When President Obama endorsed gay marriage last year, he said the issue should be left to the states. Last week he said it shouldn't.

To be more precise, a Supreme Court brief filed by the Obama administration last Thursday argues that California's ban on gay marriage denies homosexuals the "equal protection of the laws" guaranteed by the 14th Amendment. Although the brief focuses on Proposition 8, the 2008 ballot initiative that overturned a California Supreme Court decision requiring the state to recognize gay marriages, its logic suggests that a policy Obama himself rejected less than a year ago is constitutionally mandatory.

For many years Obama said he supported equal rights for gay couples, except for the right to call their relationship a "marriage." That is exactly the policy he now says is unconstitutional.

Proposition 8 amended California's constitution to declare that "only marriage between a man and a woman is valid or recognized." But the initiative's backers assured voters that "Proposition 8 doesn't take away any rights or benefits of gay or lesbian domestic partnerships."  And under California law, as the Obama administration's brief notes, "domestic partnerships carry all the substantive rights and obligations of marriage."

The administration argues, rather counterintuitively, that California's decision to treat gay and straight couples the same but for the word marriage makes its policy more vulnerable to constitutional challenge than a policy that does not recognize same-sex unions at all. Why? Because the only point of withholding the label is to mark gay marriages as inferior, a goal motivated by "impermissible prejudice," which is not a constitutionally valid reason for treating people differently under the law.

The administration could have argued, as the trial judge and the U.S. Court of Appeals for the 9th Circuit did, that the justification for Proposition 8 is so slight that it fails even the highly deferential "rational basis" test that is used in most equal protection cases. But the Justice Department had already taken the position, in a separate case involving the federal Defense of Marriage Act (DOMA), that discrimination based on sexual orientation should receive the same sort of "heightened scrutiny" that the Supreme Court has said is appropriate for discrimination based on sex or "illegitimacy" (i.e., birth outside of marriage).

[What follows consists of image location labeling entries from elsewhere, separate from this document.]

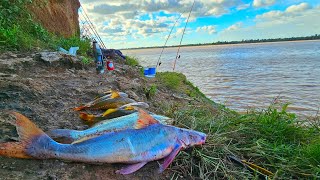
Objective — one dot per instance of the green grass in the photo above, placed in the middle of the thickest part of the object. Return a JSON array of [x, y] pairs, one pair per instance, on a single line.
[[150, 91], [272, 139], [132, 61], [19, 32], [172, 80]]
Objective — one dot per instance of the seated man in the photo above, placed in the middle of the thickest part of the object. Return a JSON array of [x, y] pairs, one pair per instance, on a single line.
[[98, 57]]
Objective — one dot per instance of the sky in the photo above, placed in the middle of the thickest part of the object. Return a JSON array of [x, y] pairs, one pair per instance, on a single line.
[[144, 23]]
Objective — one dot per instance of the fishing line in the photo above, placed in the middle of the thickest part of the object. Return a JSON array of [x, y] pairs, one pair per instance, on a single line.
[[159, 63], [174, 65]]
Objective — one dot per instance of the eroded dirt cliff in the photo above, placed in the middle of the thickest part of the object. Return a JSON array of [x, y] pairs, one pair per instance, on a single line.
[[57, 16]]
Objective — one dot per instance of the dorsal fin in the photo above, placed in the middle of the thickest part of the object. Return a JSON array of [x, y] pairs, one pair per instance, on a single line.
[[129, 108], [115, 94], [109, 111], [86, 138], [144, 120]]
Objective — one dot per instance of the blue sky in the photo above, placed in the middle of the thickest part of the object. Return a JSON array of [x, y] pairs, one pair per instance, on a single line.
[[141, 23]]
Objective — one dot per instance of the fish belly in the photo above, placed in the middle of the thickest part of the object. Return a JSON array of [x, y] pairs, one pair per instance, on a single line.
[[129, 146]]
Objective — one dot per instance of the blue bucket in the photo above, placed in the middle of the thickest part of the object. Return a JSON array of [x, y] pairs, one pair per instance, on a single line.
[[146, 71], [152, 71]]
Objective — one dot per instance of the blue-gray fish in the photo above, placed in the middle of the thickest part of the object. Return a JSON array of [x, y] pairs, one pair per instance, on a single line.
[[149, 141]]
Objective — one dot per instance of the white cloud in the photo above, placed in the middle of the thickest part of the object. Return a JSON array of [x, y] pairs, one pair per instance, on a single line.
[[263, 3], [298, 8], [243, 6], [291, 11], [235, 26], [210, 29]]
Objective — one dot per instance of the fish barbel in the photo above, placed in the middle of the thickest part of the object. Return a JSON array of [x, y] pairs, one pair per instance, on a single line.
[[149, 141], [113, 100], [115, 124]]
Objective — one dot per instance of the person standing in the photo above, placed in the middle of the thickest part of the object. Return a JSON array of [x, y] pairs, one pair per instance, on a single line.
[[100, 65]]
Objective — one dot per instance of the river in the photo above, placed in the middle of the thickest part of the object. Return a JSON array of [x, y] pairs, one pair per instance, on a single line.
[[245, 76]]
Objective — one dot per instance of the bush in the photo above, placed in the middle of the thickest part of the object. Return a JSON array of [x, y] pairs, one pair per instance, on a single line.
[[171, 79], [131, 61]]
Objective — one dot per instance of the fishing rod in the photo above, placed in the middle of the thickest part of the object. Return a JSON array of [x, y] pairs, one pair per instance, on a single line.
[[174, 65], [159, 63]]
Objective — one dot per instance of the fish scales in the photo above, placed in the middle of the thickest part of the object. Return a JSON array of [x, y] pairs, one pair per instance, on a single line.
[[146, 144]]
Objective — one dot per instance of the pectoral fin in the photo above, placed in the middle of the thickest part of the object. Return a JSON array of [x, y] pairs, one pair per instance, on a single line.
[[144, 120], [131, 168], [115, 94], [109, 111], [168, 160]]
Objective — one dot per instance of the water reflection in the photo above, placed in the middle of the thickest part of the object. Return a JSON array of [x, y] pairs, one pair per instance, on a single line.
[[249, 75]]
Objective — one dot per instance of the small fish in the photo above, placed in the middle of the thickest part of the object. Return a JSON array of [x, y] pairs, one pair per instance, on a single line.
[[114, 112], [113, 100], [149, 141], [115, 124]]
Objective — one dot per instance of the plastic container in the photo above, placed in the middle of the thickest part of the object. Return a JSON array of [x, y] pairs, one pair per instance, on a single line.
[[110, 65], [152, 71], [146, 71], [73, 51]]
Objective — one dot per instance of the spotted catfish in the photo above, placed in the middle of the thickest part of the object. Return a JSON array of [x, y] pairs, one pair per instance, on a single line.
[[149, 141], [113, 100], [113, 112], [115, 124]]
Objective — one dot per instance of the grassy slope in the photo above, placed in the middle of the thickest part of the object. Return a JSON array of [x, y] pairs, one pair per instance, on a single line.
[[273, 139], [19, 31]]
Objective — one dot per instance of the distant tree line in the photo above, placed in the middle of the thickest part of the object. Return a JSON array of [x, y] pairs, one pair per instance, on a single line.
[[314, 37]]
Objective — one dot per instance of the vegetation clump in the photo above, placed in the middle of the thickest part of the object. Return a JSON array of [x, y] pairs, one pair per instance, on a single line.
[[131, 61], [20, 32]]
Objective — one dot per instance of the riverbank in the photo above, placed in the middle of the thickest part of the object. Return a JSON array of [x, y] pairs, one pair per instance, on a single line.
[[46, 92], [223, 44]]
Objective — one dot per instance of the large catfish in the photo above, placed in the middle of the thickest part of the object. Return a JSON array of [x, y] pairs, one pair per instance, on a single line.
[[148, 142], [115, 124]]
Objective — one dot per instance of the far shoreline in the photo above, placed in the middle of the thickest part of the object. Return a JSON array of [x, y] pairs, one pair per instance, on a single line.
[[226, 44]]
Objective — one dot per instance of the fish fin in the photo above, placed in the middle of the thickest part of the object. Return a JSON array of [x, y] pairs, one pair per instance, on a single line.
[[26, 131], [85, 138], [129, 108], [109, 111], [79, 108], [115, 94], [144, 120], [14, 149], [131, 168], [87, 117], [25, 128], [62, 135], [168, 160]]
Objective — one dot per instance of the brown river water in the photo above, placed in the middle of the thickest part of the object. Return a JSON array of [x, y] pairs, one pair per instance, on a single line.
[[248, 76]]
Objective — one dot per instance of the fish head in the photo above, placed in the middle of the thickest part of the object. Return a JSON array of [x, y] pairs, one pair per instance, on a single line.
[[191, 138]]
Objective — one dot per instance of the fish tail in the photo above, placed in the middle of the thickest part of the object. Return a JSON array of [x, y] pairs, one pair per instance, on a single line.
[[13, 149], [27, 131], [62, 135], [79, 108], [87, 117]]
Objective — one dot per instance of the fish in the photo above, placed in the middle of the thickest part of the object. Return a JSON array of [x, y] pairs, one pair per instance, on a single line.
[[115, 124], [113, 100], [113, 112], [148, 141]]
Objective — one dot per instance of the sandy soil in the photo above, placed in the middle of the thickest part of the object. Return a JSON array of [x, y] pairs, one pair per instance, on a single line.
[[45, 93]]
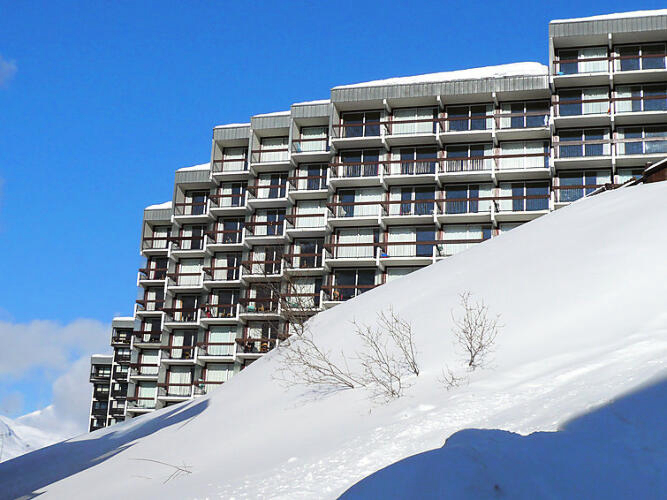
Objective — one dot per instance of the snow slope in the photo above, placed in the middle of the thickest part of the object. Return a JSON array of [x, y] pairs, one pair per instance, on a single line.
[[582, 294], [17, 438]]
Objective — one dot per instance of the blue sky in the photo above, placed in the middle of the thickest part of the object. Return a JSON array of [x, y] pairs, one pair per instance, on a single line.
[[108, 99]]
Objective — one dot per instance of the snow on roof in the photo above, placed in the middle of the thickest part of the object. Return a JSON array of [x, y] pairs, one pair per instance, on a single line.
[[233, 125], [513, 69], [618, 15], [275, 113], [166, 204], [202, 166], [305, 103]]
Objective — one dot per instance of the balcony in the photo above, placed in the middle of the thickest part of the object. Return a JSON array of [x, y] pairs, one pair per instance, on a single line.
[[268, 231], [153, 274], [303, 263], [181, 314], [146, 305], [187, 243], [216, 350], [191, 280], [227, 204], [305, 183], [175, 391], [144, 370], [339, 293], [140, 404], [154, 244], [412, 171], [522, 126], [306, 224], [354, 213], [225, 238], [582, 153], [230, 168], [269, 157], [259, 306], [221, 275], [211, 313]]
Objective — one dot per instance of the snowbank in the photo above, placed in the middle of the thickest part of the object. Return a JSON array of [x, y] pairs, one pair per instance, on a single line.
[[581, 292]]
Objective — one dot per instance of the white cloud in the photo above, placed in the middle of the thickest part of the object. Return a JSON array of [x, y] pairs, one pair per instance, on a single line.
[[61, 350], [48, 344], [7, 71]]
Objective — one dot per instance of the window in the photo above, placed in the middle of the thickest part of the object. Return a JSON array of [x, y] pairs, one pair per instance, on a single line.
[[414, 121], [349, 283], [413, 161], [588, 101], [310, 213], [414, 200], [312, 139], [273, 149], [573, 185], [584, 60], [233, 160], [522, 155], [308, 253], [468, 158], [642, 140], [530, 114], [524, 197], [360, 202], [475, 117], [470, 198], [641, 57], [356, 243], [226, 266], [578, 143], [359, 163], [312, 176], [461, 237], [364, 124]]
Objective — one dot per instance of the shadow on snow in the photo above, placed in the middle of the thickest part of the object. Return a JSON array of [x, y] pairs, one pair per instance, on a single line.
[[614, 451], [22, 476]]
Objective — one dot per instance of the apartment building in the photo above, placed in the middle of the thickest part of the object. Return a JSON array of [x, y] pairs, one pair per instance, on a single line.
[[298, 211]]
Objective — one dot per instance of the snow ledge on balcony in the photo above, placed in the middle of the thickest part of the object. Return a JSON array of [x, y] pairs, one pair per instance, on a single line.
[[617, 15], [499, 71]]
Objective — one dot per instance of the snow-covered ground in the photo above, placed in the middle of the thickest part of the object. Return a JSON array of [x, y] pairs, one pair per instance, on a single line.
[[582, 293]]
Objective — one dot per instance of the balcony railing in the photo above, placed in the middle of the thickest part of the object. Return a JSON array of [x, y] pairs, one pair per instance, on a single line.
[[270, 155], [228, 200], [259, 304], [154, 242], [305, 221], [185, 279], [230, 165], [182, 314], [357, 208], [217, 348], [219, 310], [154, 273], [344, 292], [225, 237], [303, 260], [191, 208], [308, 182], [221, 273], [150, 305], [256, 345], [265, 228], [318, 144], [187, 242]]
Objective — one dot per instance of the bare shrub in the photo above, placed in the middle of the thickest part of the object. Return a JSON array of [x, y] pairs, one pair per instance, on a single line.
[[388, 355], [476, 331]]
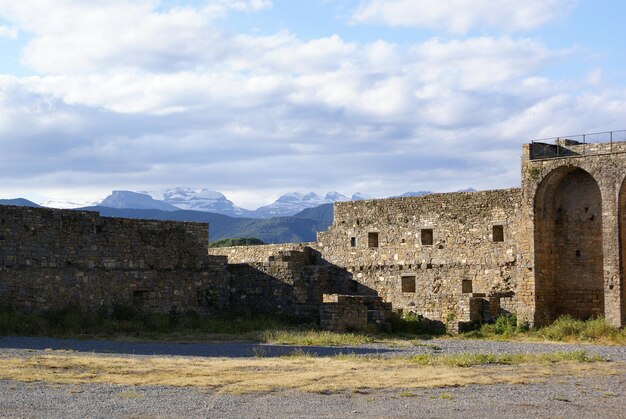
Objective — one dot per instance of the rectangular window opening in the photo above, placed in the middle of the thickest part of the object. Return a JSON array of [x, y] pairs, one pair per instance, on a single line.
[[372, 239], [466, 286], [140, 297], [427, 237], [498, 233], [408, 284]]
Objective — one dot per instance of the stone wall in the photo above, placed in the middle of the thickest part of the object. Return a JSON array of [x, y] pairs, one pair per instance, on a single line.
[[271, 279], [573, 209], [430, 254], [50, 259], [261, 253]]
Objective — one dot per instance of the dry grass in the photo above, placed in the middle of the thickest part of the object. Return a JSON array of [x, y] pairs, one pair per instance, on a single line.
[[303, 373]]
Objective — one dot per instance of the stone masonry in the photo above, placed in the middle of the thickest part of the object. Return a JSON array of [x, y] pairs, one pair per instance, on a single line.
[[51, 259], [554, 246]]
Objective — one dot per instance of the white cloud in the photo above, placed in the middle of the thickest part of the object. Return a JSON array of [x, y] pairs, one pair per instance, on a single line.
[[130, 97], [7, 32], [461, 16]]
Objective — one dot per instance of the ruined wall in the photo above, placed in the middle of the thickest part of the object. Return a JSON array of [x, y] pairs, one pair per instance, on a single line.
[[285, 279], [260, 253], [572, 206], [430, 254], [50, 259]]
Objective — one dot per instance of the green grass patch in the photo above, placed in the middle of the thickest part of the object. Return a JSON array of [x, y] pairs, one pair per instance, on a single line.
[[473, 359], [123, 322], [564, 329], [314, 338]]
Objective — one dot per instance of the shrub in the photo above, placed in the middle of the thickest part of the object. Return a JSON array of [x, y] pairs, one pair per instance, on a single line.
[[416, 324]]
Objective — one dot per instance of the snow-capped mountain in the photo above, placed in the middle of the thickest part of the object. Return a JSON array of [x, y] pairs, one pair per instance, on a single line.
[[360, 197], [408, 194], [333, 196], [135, 200], [203, 200]]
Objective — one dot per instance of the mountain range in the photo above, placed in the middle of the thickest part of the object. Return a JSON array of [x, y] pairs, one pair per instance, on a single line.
[[212, 201], [294, 217]]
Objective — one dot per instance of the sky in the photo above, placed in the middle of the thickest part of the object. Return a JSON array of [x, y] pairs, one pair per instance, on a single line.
[[257, 98]]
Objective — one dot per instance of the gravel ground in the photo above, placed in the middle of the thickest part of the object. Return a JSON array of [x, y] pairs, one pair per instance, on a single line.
[[17, 345], [603, 397]]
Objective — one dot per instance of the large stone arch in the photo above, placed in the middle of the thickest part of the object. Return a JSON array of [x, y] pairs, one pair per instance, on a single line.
[[569, 260]]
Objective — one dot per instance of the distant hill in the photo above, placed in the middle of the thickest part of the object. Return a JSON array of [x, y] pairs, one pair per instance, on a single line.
[[19, 202], [136, 200]]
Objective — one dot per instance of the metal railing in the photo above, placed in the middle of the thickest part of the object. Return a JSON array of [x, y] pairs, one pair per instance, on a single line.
[[575, 145]]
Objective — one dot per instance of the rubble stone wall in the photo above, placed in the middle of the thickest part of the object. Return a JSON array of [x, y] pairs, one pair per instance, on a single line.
[[50, 259], [431, 277]]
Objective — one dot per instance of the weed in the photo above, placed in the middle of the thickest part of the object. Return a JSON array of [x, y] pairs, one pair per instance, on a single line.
[[129, 395], [565, 328]]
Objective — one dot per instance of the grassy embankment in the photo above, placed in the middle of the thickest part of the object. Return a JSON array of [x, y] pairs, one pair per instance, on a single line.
[[123, 324]]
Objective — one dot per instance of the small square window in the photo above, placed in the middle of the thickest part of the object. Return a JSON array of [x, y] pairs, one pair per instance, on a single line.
[[427, 237], [140, 297], [466, 286], [372, 239], [498, 233], [408, 284]]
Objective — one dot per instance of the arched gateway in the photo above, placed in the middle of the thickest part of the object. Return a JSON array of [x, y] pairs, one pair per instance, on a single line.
[[568, 245]]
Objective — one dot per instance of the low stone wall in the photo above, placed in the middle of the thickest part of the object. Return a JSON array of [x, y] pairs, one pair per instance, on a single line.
[[429, 254], [261, 253], [50, 259]]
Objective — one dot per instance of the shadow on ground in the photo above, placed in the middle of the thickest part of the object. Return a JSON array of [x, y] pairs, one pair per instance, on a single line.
[[227, 349]]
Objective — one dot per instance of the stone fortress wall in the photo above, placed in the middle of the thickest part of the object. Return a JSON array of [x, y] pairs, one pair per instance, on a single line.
[[551, 247], [50, 259], [433, 255]]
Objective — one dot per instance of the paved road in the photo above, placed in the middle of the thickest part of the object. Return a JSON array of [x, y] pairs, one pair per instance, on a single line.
[[9, 345], [602, 397]]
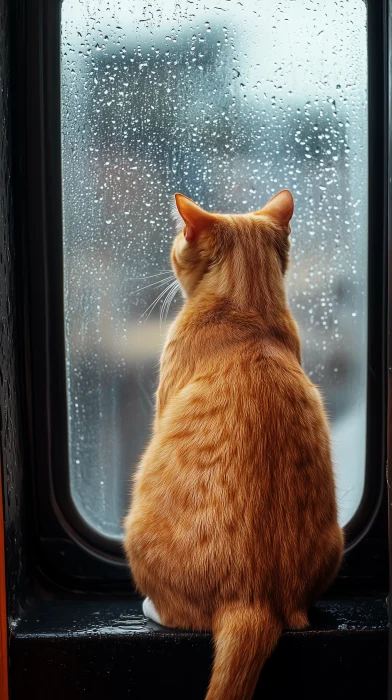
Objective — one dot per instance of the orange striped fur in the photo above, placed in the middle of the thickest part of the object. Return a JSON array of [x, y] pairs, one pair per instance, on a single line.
[[233, 521]]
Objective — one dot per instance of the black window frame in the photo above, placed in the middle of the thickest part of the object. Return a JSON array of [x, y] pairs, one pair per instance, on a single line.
[[70, 554]]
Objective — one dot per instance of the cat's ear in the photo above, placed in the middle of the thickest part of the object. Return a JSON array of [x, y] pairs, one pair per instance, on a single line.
[[194, 217], [280, 208]]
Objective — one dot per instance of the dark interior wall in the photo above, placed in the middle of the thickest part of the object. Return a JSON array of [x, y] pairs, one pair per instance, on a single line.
[[10, 449]]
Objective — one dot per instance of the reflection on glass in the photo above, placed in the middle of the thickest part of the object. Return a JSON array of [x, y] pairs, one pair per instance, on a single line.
[[226, 104]]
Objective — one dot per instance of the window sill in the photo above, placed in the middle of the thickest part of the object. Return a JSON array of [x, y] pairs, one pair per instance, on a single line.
[[107, 649]]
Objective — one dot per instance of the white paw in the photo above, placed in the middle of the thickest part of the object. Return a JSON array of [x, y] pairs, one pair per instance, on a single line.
[[150, 611]]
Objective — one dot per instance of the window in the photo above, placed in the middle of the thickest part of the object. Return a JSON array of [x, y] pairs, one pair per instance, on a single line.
[[226, 102]]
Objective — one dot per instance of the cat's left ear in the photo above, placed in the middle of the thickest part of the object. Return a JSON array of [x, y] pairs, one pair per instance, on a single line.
[[280, 208], [194, 217]]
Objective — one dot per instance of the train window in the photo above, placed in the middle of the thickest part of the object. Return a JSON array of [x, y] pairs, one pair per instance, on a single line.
[[227, 104]]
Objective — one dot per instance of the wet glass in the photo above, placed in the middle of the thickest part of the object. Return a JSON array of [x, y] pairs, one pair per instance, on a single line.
[[226, 102]]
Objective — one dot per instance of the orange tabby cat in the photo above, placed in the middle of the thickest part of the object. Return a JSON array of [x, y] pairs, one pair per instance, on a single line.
[[233, 523]]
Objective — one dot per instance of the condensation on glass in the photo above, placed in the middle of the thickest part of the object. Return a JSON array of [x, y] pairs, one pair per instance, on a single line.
[[227, 102]]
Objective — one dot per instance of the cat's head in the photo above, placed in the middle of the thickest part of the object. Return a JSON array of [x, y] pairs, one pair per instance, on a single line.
[[230, 252]]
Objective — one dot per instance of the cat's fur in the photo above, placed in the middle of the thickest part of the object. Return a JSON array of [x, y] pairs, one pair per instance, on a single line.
[[233, 522]]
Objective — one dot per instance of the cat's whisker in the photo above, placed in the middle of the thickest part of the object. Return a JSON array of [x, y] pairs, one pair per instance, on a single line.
[[165, 303], [154, 303], [147, 277], [171, 298], [157, 283]]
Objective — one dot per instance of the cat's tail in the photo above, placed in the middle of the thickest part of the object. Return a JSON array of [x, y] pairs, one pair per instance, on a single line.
[[244, 637]]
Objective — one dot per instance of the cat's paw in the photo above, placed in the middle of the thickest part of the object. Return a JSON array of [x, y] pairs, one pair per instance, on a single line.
[[150, 611]]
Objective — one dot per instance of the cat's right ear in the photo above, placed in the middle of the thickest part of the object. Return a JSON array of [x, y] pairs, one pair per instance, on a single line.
[[193, 216]]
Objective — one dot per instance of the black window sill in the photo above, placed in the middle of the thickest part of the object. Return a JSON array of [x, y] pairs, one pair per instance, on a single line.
[[107, 649]]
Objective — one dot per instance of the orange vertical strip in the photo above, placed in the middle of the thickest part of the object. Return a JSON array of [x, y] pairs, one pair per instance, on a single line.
[[3, 610]]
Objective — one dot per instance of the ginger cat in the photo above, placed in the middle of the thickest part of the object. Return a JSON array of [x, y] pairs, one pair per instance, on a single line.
[[233, 523]]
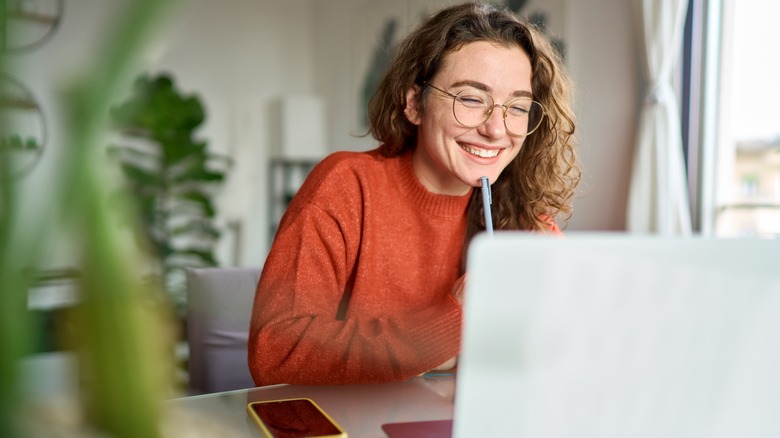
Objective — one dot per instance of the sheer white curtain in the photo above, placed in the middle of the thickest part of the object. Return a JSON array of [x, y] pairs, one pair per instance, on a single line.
[[658, 196]]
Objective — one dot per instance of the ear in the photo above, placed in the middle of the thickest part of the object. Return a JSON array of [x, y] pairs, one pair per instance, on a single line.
[[412, 108]]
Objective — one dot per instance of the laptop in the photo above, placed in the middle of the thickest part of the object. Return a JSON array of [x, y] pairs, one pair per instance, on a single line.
[[619, 335]]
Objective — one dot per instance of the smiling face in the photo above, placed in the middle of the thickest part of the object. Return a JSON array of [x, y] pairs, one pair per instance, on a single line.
[[450, 158]]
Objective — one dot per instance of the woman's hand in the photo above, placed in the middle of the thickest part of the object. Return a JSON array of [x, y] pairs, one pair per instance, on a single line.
[[448, 365]]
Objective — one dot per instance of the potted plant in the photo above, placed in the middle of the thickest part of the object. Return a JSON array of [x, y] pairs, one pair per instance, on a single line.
[[172, 176]]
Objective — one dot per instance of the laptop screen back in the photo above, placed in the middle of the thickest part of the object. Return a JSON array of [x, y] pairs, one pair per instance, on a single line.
[[607, 335]]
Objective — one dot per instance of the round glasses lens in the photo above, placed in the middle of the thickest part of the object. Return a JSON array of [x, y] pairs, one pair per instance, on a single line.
[[471, 107]]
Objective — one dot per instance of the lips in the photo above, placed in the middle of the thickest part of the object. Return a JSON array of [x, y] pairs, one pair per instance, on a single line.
[[483, 153]]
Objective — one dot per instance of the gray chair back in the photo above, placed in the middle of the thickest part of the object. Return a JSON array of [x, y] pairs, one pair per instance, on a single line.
[[219, 307]]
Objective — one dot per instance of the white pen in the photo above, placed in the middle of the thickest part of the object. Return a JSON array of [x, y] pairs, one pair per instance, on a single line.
[[487, 199]]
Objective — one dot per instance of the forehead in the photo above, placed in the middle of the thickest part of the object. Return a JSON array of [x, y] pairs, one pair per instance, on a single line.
[[501, 68]]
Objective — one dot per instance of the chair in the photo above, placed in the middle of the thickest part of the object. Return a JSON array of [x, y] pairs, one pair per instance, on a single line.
[[219, 307]]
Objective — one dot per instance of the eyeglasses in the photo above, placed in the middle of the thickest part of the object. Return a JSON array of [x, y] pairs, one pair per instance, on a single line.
[[472, 107]]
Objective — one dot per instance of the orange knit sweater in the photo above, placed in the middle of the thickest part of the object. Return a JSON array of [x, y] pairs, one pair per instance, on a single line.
[[356, 287]]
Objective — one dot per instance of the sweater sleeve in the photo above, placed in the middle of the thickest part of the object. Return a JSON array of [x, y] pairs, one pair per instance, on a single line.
[[295, 335]]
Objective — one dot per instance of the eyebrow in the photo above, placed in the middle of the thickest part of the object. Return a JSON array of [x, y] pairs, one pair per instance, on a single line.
[[487, 89]]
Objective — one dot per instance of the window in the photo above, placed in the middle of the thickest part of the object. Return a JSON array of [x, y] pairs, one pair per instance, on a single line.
[[733, 95]]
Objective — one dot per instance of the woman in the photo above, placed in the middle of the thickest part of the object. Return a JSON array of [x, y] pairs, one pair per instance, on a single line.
[[365, 278]]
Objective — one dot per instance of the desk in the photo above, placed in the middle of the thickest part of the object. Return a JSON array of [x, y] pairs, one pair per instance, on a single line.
[[359, 409]]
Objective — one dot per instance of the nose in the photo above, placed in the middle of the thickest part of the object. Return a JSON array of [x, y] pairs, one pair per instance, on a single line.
[[494, 125]]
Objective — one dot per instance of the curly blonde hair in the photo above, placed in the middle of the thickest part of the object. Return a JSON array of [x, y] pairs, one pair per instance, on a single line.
[[538, 185]]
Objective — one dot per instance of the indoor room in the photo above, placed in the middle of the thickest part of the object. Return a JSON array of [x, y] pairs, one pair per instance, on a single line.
[[151, 149]]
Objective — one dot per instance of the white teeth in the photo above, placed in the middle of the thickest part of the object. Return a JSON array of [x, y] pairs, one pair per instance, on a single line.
[[484, 153]]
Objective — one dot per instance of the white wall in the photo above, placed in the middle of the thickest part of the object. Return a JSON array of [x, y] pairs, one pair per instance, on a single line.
[[602, 57], [240, 56]]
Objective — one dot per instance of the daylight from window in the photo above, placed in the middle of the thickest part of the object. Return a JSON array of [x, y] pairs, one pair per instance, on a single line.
[[750, 189]]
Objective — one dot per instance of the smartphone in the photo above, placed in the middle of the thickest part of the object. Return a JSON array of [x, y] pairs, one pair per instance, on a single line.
[[293, 418]]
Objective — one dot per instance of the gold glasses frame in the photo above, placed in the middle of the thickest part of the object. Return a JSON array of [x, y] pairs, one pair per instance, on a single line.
[[489, 110]]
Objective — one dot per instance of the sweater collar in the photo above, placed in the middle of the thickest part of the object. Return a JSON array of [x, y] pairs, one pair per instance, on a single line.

To withstand heightened scrutiny, a legal distinction must substantially further an important government interest. The Justice Department, which announced two years ago that it would no longer defend DOMA and is now actively opposing it before the Supreme Court, concluded that the statute's ban on federal recognition of state-approved marriages between people of the same sex fails that test, since it affects marriage policy only "at the margin."

Likewise, says Solicitor General Donald Verrilli, Proposition 8 does not substantially advance any legitimate interest, since its impact is almost entirely symbolic. His brief strongly implies that the same argument invalidates the laws of seven other states (Delaware, Hawaii, Illinois, Nevada, New Jersey, Oregon, and Rhode Island) that give same-sex couples "rights substantially similar to those available to married couples, yet still restrict marriage to opposite-sex couples."

Nine states and the District of Columbia recognize gay marriage. So what about the remaining 33? It is pretty clear from Verrilli's discussion of the arguments for banning gay marriage that the administration does not think those states' laws could survive heightened scrutiny either.

But if the Supreme Court, which is scheduled to hear this case on March 26, adopts the administration's reasoning, the decision could discourage states from moving toward recognition of gay marriage, because doing so would make their laws less substantive and therefore less likely to be upheld. That would be a bizarre result, since it is hard to understand how giving gay couples none of the rights and privileges associated with marriage is less offensive to the principle of equal treatment under the law than giving them all those rights and privileges while calling their relationship something else.